Are all SATA cables compatible with SATA 3?

I have a HP Compaq de5700 Small Form Factor desktop computer, and I am looking to upgrade it's hard drive. When I open up the box, it clearly has available SATA connectors on the motherboard, but no indication as to which SATA version (1, 2, or 3). The hard drive I am considering is a SATA 3. My concern is that if the motherboard also supports SATA 3 and I use an old SATA cable (v1 or v2), might there be problems? This is a bare drive, so I don't expect that a cable will come with it, and I have not been able to find the manual for this machine. Thanks.


Solution 1:

Yes. There is no difference in the cables. They have not changed with SATA revisions.

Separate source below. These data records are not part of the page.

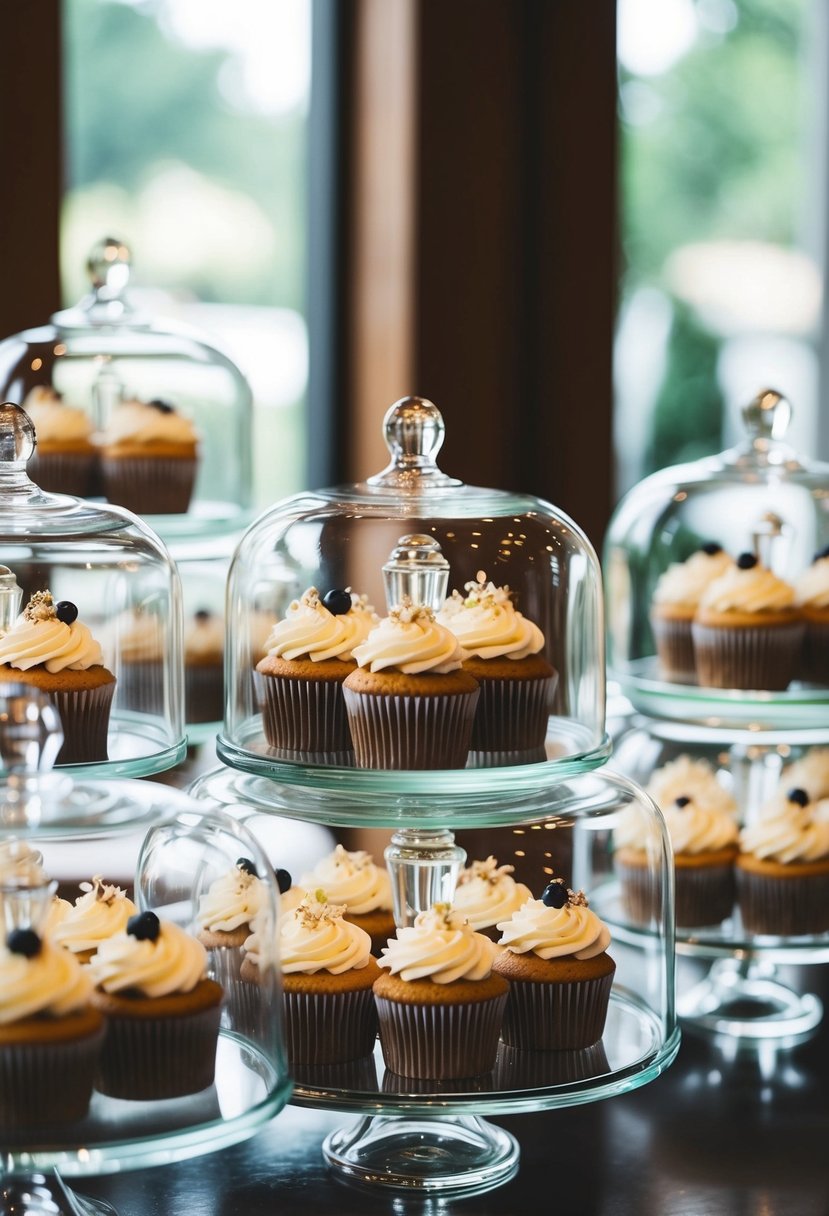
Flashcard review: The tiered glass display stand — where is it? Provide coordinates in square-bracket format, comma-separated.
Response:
[190, 758, 678, 1194]
[602, 705, 829, 1046]
[0, 763, 291, 1216]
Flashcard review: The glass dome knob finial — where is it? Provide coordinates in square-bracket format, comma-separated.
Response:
[86, 236, 132, 299]
[743, 388, 791, 439]
[0, 401, 38, 468]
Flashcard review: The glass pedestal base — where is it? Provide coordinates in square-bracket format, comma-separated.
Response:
[322, 1115, 520, 1195]
[0, 1173, 117, 1216]
[677, 958, 823, 1046]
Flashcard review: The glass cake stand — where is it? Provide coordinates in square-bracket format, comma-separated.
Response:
[190, 765, 679, 1195]
[0, 790, 291, 1216]
[596, 710, 829, 1046]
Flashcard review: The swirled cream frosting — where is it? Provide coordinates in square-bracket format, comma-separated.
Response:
[0, 591, 103, 672]
[645, 755, 737, 815]
[498, 893, 610, 958]
[699, 562, 795, 613]
[97, 399, 197, 446]
[265, 587, 378, 663]
[378, 903, 496, 984]
[795, 557, 829, 609]
[23, 384, 92, 446]
[277, 890, 371, 975]
[299, 844, 391, 916]
[740, 801, 829, 865]
[197, 866, 265, 933]
[436, 573, 545, 659]
[653, 548, 734, 614]
[0, 941, 92, 1026]
[52, 874, 136, 955]
[89, 921, 207, 997]
[0, 837, 46, 886]
[354, 599, 467, 675]
[662, 798, 738, 854]
[453, 856, 532, 929]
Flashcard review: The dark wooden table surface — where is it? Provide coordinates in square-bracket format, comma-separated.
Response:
[77, 967, 829, 1216]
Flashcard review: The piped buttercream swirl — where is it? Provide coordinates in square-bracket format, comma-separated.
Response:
[436, 578, 545, 659]
[275, 890, 371, 975]
[89, 921, 207, 997]
[0, 941, 91, 1025]
[299, 844, 391, 916]
[498, 900, 610, 958]
[378, 903, 496, 984]
[0, 591, 103, 674]
[453, 856, 532, 929]
[354, 601, 468, 675]
[265, 587, 378, 663]
[52, 874, 136, 955]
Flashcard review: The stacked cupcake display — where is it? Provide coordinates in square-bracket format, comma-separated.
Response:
[604, 390, 829, 1043]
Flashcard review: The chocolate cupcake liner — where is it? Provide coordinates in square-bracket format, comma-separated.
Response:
[100, 456, 197, 516]
[0, 1026, 105, 1135]
[494, 1041, 610, 1090]
[185, 663, 225, 724]
[800, 620, 829, 685]
[650, 617, 697, 683]
[283, 987, 377, 1065]
[501, 972, 613, 1052]
[49, 680, 115, 764]
[692, 621, 803, 692]
[95, 1003, 221, 1102]
[470, 675, 558, 751]
[673, 865, 737, 929]
[26, 447, 96, 499]
[254, 671, 351, 755]
[374, 992, 507, 1080]
[343, 688, 479, 769]
[737, 867, 829, 938]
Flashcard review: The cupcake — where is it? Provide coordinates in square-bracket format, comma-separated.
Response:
[795, 545, 829, 683]
[256, 587, 377, 754]
[51, 874, 136, 963]
[374, 903, 509, 1081]
[692, 553, 803, 691]
[95, 400, 198, 516]
[343, 598, 479, 769]
[452, 856, 532, 941]
[438, 572, 558, 751]
[0, 929, 103, 1132]
[89, 912, 222, 1100]
[23, 384, 97, 497]
[299, 844, 395, 955]
[0, 591, 115, 764]
[737, 789, 829, 938]
[184, 608, 225, 724]
[494, 879, 616, 1051]
[242, 890, 379, 1064]
[650, 541, 734, 682]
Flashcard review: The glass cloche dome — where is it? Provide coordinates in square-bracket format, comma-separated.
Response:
[218, 398, 609, 794]
[0, 238, 252, 539]
[604, 389, 829, 730]
[0, 402, 186, 777]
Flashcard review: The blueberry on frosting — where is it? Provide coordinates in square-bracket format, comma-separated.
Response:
[126, 912, 162, 941]
[541, 878, 569, 908]
[322, 587, 351, 617]
[55, 599, 78, 625]
[6, 929, 43, 958]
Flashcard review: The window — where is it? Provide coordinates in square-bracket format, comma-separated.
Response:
[61, 0, 311, 506]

When the Serial ATA International Organization (SATA-IO) began design of the SATA Revision 3.0 specification, the designers wanted to double the interface data rate while enhancing support for multimedia applications − without introducing major changes that could adversely affect cost, increase design complexity, or reduce the quality and performance of the SATA interface. Key to meeting this goal is maintaining backward compatibility with SATA 3Gb/s connectors and cabling.

Source (pdf): http://www.serialata.org/documents/SATA-6-Gbs-The-Path-from-3gbs-to-6gbs.pdf

Solution 2:

We were discussing this on chat - I did a little digging and both maximum PC and puget systems did benchmarks on various cables.

Maximum PC had a more interesting variety of cables and found they worked identically, even when used beyond the specified distance. Puget system tried it with a typical set of cables and found there's little difference.

Empirically, if its a to spec, non damaged cable, it should work fine even with sata 3. Modern cables are probably made to higher tolerances and should work alright. I'd go with 'sata 3' cables if I had them but for most purposes, It looks like it dosen't matter.